Writing, Flying and Huevos Revueltos

September 24, 2006

Thomas Mann e a aranha do quadro do Klint

Esta manhã, eu estava justamente conversando com o Ciro sobre um assunto relacionado com a frase do Khalil Gibran que a Valdelice me enviou, a do post anterior: alguns dias depois de ter voltado de um retiro Vipassana de silêncio, 10 dias meditando 10 à 12 horas por dias, eu acordei uma manhã e abrindo os olhos vi na parede algo brilhante e magnífico, pronto à entrar atrás do meu poster de Gustav Klint. Foi uma parada do tempo. Um silêncio que pareceu durar uma eternidade. Ou simplesmente nada. -é nestas horas que nós percebemos que o tempo não existe realmente, embora nunca poderemos voltar atrás ...-. Ora, petrificada pela beleza do que eu via, não percebi logo que o objeto brilhante era uma aranha, inseto pequeno e que normalmente achava feio e ao qual eu normalmente dedicava um total desprezo devido à sua pequenez, à sua feiúra e à sua qualidade de inseto. Mas naquele momento, acordando, eu só percebi as luzes. Firmando a vista, abrindo mais os olhos e tomando consciência de que eu não estava sonhando, eu pude perceber algo nela que modificou totalmente a forma com que olho não só os insetos mas como procuro ver o mundo em geral.

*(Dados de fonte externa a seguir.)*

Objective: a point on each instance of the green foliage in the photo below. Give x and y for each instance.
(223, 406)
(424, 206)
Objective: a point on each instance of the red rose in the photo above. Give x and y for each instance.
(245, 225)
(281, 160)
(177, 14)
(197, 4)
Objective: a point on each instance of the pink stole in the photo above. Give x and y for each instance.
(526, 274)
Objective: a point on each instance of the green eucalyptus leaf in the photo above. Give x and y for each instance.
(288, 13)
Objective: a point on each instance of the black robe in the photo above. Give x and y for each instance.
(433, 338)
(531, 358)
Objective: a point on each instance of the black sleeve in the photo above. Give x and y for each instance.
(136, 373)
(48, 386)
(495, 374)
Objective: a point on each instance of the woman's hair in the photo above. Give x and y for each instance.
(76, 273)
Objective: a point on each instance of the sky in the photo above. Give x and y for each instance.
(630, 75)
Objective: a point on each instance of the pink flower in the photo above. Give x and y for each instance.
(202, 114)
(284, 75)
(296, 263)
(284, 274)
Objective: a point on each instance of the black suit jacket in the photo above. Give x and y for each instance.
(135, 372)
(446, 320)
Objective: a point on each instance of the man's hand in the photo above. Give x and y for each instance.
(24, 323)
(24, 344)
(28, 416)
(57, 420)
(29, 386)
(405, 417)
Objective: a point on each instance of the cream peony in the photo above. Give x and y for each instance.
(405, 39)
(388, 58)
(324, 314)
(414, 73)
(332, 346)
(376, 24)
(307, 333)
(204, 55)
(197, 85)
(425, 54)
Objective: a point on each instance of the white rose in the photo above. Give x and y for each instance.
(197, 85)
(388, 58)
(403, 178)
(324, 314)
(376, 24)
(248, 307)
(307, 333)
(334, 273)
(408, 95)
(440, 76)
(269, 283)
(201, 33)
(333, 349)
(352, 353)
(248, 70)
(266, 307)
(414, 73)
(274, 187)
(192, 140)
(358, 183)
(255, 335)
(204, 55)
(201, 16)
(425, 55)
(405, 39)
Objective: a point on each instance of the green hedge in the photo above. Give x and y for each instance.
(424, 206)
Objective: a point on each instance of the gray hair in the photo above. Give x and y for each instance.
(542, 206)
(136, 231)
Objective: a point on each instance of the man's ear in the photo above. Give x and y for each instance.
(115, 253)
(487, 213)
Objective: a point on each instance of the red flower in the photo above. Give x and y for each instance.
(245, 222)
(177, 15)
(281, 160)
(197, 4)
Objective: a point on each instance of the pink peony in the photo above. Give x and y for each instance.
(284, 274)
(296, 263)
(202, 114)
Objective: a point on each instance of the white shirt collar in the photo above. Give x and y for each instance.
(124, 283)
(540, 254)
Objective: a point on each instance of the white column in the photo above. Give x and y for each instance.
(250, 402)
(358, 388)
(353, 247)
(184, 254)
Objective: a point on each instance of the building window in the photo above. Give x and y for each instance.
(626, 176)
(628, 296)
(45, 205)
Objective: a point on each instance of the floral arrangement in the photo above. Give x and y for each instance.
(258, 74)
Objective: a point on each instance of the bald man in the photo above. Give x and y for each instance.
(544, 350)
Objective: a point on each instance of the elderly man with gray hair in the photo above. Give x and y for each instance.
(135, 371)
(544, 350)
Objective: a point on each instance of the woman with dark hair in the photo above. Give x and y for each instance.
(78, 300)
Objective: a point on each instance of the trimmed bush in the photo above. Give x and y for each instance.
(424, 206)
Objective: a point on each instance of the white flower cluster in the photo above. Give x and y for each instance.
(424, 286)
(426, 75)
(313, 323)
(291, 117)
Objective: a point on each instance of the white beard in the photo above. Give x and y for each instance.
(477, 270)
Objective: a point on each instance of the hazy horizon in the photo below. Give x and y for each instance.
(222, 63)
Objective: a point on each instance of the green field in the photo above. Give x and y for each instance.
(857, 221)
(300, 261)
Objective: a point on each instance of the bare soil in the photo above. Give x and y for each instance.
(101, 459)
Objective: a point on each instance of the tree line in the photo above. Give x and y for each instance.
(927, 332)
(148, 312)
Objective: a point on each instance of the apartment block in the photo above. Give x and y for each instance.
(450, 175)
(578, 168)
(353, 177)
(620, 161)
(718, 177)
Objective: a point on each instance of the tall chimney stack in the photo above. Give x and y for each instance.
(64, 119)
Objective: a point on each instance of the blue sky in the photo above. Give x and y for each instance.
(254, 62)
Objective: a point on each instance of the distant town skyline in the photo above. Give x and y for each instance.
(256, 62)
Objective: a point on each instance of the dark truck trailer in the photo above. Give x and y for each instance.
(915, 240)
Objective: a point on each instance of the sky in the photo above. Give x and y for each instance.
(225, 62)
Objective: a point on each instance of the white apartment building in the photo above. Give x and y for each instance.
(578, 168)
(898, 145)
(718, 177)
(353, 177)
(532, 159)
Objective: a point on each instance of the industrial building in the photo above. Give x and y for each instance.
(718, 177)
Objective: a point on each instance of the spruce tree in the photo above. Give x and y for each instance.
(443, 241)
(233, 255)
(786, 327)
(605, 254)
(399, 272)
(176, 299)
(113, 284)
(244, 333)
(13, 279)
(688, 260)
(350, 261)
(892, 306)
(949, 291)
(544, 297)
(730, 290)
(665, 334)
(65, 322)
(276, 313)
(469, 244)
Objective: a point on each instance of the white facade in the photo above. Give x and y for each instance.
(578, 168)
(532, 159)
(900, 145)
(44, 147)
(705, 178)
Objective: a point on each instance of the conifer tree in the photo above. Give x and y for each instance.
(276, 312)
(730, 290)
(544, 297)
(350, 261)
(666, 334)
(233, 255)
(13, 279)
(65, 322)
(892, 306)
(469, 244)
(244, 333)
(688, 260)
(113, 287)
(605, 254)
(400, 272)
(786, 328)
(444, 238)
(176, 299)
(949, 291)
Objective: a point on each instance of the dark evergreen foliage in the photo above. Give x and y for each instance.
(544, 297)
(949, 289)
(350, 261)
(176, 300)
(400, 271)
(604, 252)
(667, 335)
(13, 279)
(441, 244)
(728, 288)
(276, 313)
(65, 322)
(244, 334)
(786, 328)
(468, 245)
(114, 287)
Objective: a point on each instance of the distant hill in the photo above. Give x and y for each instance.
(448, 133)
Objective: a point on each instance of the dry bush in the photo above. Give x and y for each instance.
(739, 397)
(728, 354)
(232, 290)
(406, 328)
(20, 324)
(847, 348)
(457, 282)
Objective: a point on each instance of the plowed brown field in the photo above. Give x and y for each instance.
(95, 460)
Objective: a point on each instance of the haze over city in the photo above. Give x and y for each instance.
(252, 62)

Em volta dela havia linhas brilhantes que a faziam parecer uma pedra preciosa, suas longas pernas eram fios em ouro, de uma elegância que eu nunca poderia suspeitar.

Foi uma das imagens mais lindas que eu já vi, e portanto era uma aranha, destas de longas pernas e que se escondem com rapidez quando percebem nossa presença. A beleza do inseto primeiro fez nascer em mim uma admiração. Eu fiquei profundamente tocada; era algo espiritual. Através desta visão eu pude entender a atração que jóias e brilhos têm em geral p/ os seres humanos: existe uma relação entre o espírito e linhas brilhantes sutis que nos 'encerclam'. Somos seres brilhantes, luminosos e belos. E tudo o que nos lembra este estado, nos atrai.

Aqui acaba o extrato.